H20

Exhibition Dates: November 28 - December 23, 2023

Opening Reception: thursday, November 30, 5PM - 8pm

The Painting Center is pleased to present H20, an exhibition of work by Kiah Celeste, Julia Coash, Susanna Crum, Mary Newton, Valerie Sullivan Fuchs and Guinever Smith. Each artist draws attention to both the beauty and wonder of water in its many forms, as well as to its contamination by pollution and climate change. The work invites the viewer in with the allure of colors, patterns, and abstract forms while also calling attention to the dangers posed to the aquatic world. While the media and approach to the subject varies for each artist, from painting and printmaking to sculpture and digital media, what these artists share is a subtle call to contemplate, respect and consider one’s role as a steward of the environment.

Kiah Celeste is a multi-dimensional artist whose work for the last four years has transcended fitting into one category or medium. Her practice typically consists of a few components, to which Celeste often incorporate a motif to establish a visual cadence of repetition, balance, motion and variation.

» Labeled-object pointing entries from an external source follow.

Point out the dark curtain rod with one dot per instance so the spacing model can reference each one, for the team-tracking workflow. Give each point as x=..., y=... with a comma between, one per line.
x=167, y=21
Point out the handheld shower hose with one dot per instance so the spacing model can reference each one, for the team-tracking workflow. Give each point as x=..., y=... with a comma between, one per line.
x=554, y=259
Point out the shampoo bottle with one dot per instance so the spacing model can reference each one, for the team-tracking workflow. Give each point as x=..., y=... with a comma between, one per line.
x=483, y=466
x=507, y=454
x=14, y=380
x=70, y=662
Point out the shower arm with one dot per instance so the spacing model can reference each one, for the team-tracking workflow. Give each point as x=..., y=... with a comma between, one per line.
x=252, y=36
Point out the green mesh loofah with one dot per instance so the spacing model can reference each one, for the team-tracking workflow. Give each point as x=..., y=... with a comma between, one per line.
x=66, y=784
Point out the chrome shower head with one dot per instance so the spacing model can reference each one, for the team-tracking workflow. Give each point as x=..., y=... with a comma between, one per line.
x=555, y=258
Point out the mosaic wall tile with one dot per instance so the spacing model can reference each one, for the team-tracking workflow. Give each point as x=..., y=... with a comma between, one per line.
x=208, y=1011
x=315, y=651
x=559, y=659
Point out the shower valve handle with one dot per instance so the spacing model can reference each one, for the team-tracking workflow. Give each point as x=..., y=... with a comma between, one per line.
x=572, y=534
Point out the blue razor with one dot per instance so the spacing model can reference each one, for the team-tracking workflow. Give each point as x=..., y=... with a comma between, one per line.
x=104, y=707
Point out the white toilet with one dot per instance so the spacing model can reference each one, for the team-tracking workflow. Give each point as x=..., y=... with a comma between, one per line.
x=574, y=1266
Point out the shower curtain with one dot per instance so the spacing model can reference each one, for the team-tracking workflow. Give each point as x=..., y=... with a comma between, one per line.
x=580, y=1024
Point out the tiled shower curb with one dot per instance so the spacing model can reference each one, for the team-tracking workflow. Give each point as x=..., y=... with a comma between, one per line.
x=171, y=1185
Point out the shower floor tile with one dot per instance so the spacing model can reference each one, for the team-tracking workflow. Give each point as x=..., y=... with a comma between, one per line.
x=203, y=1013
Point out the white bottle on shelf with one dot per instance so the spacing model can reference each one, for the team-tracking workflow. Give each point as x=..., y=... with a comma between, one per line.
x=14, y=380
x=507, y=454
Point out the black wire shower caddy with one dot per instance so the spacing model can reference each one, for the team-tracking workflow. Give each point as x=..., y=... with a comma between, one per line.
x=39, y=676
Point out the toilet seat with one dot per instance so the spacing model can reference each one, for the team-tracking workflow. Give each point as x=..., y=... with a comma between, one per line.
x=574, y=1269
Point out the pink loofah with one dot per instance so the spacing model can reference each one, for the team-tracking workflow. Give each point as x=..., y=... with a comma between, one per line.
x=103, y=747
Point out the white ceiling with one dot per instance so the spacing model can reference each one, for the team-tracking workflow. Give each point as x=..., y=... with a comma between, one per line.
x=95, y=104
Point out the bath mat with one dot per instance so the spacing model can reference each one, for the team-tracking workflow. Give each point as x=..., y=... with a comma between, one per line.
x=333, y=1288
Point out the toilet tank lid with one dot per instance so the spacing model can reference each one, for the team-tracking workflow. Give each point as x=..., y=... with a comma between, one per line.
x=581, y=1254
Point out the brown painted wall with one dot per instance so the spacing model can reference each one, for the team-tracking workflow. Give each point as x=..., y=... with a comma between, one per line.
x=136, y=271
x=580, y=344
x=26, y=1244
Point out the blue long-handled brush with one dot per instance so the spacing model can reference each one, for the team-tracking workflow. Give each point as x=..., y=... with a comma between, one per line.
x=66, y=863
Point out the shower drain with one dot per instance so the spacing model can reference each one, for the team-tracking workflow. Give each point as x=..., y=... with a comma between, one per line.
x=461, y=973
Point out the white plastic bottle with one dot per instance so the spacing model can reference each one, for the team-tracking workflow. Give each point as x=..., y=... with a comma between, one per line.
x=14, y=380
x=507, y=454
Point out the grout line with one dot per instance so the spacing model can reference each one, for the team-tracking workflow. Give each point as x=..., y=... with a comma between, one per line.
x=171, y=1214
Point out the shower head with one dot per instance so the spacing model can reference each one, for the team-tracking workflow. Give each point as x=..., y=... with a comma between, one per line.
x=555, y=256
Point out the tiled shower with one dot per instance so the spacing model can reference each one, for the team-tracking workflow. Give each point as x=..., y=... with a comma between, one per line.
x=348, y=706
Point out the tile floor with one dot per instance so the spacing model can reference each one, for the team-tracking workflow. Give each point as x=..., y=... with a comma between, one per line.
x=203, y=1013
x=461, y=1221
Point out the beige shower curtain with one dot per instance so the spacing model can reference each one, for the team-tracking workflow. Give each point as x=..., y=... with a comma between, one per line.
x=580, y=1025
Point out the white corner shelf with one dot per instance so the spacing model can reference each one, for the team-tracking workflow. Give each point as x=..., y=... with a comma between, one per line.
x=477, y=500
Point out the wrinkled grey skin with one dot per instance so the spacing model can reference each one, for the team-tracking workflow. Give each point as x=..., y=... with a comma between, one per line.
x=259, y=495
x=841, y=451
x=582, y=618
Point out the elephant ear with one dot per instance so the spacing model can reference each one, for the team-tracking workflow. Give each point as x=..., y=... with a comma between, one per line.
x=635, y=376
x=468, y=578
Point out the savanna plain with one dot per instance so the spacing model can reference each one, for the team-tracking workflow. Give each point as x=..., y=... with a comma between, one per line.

Using almost exclusively discarded or secondhand items and minimal hardware, she creates something new and fortuitous out of decay.

Julia Coash’s mixed media paintings combine recycled maps, nautical charts, and water media, juxtaposing wet against dry as a means of exploring interconnectedness with strong gestural marks, suggesting both terrestrial and atmospheric rivers, while circular forms allude to both the micro and macroscopic such as: atoms, bubbles, or planetary phenomena.

Past, present, and future collide in Susanna Crum’s multilayered blueprints and sculptural globes, which emphasize print media’s roles in maintaining relationships – and erasures – between people and place.

In Mary Newton’s paintings of oceans, the beguiling use of color, pattern, and light draw the viewer into the work. Yet, present in these enticing aquatic environments are elements caused by pollution and climate change, which threaten these fragile ecosystems.

Valerie Sullivan Fuchs contemplates nature by mirroring its fluidity in digital media, digital painting, video, photography, and installation which emulates its self-sustainable energy by integrating solar power and hydroelectricity into artworks.

Guinever Smith’s depictions of streams, rendered in a painterly manner, are at once representational and expressively abstract, and the rare and fragile beauty of these waterways are contemplated and celebrated in her works.

This exhibition would not have been made possible without the support of a private anonymous foundation. Additionally, This exhibition would not have been made possible without the support of the Kentucky Foundation.